Each year, we run a series of post called "90-in-90" here at Niners Nation. The idea is that we'll take a look at every single player on the roster, from the very bottom to the top and break them down a few different ways. This is to help give everyone a basic understanding of a roster. Of course, this roster will change, and some days we'll have more than one so it's not strictly one per day but Fooch is a crazy person who manages this blog with no rhyme or reason and it's worked so far. Who am I to argue?
The San Francisco 49ers struck gold in 2014 with the selection of outside linebacker Aaron Lynch in the 2014 NFL Draft. The rookie took advantage of opportunities that arose with Aldon Smith's suspension and Ahmad Brooks's team discipline to emerge as a strong pass rushing threat. Lynch's emergence is important for long-term stability at outside linebacker, and the team looked to further that in the 2015 NFL Draft.

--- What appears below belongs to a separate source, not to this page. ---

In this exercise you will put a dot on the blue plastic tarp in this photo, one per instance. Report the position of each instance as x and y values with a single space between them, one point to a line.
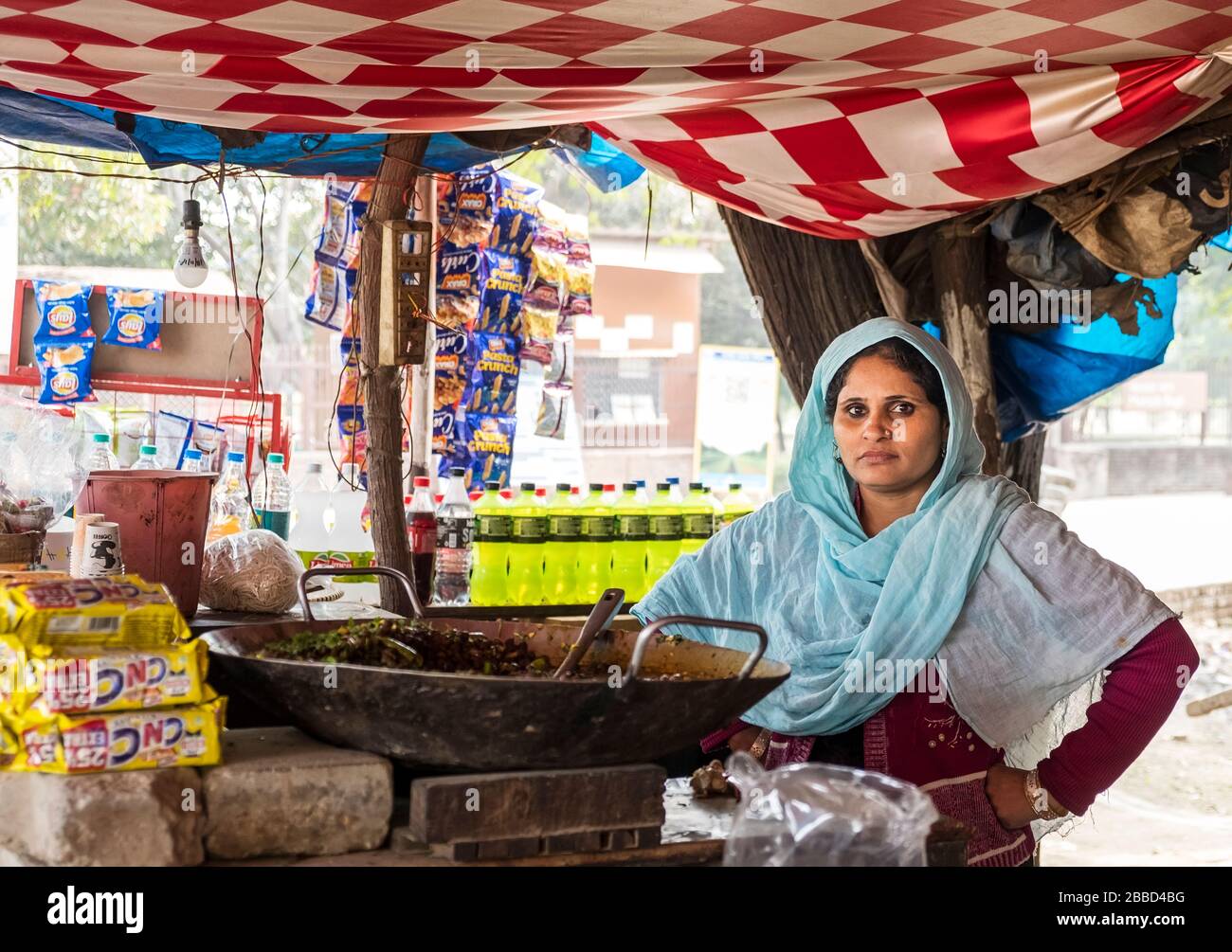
1042 376
163 142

The 49ers invested their third round pick on Virginia pass rusher Eli Harold. While Lynch looks like a long-term option, contract issues mean the team needs additional depth moving forward. Aldon Smith is on the final year of his contract, and Ahmad Brooks is reaching a point where it will eventually make sense to release him for cap relief. And even beyond the financial reasons, having additional pass rushing depth is always a good thing.
Harold was projected by many to go in the first or second round. He enters the NFL as a strong pass rusher, using speed and hands to work his way past the offensive line. David Neumann broke down Harold's film, and it is very clear he has the tools to be a very good pass rusher. He has to work on his complementary moves, but he showed enough of them to think he has a decent starting point from which to work.
His negatives come primarily against the run. He lacked a certain measure of strength that kept him from disengaging from blockers. It hurt him in run defense, and is something he will need to work on if he wants to become a more well-rounded linebacker. Here are a few additional scouting reports
What to expect in 2015:
As Neumann pointed out in his film breakdown, Harold should be able to get on the field early on as part of a pass rushing rotation. He brings a different look than Lynch and Smith, which would seemingly help the 49ers defense keep opposing offenses further off balance. I don't know what percentage of snaps we can expect, but there will be some kind of rotation.
Brooks could still end up a cap casualty, but I think he sticks around. Assuming that is the case, he would likely be the starting outside linebacker opposite Smith in the base defense. Lynch could work his way into the mix there a bit, and it would not surprise me if he slowly works his way into more of a base starting role as the season rolls along. It will be interesting to see how quickly (if at all), Lynch gets some base 3-4 snaps.
The question then is how they rotate in Lynch and Harold. Brooks would be the first guy off the field, while Smith is obviously going to get a bulk of pass rushing snaps in the nickel. The upside to having both Lynch and Harold available is they can rest Smith here and there. I would not expect a ton of it, but it is a nice luxury to have.
Odds of making the roster:
Harold is a lock to make the roster. As mentioned above, it is more about how much playing time he gets as a rookie. The 49ers also have Corey Lemonier in the training camp mix, but after his fall down the depth chart last year, I would be a little bit surprised if he made the roster. If he can show something on defense and further develop as a special teams player, he could earn a spot more on the latter. Really, Lemonier is competing with the other special teamers, as opposed to with Harold and Lynch, for now.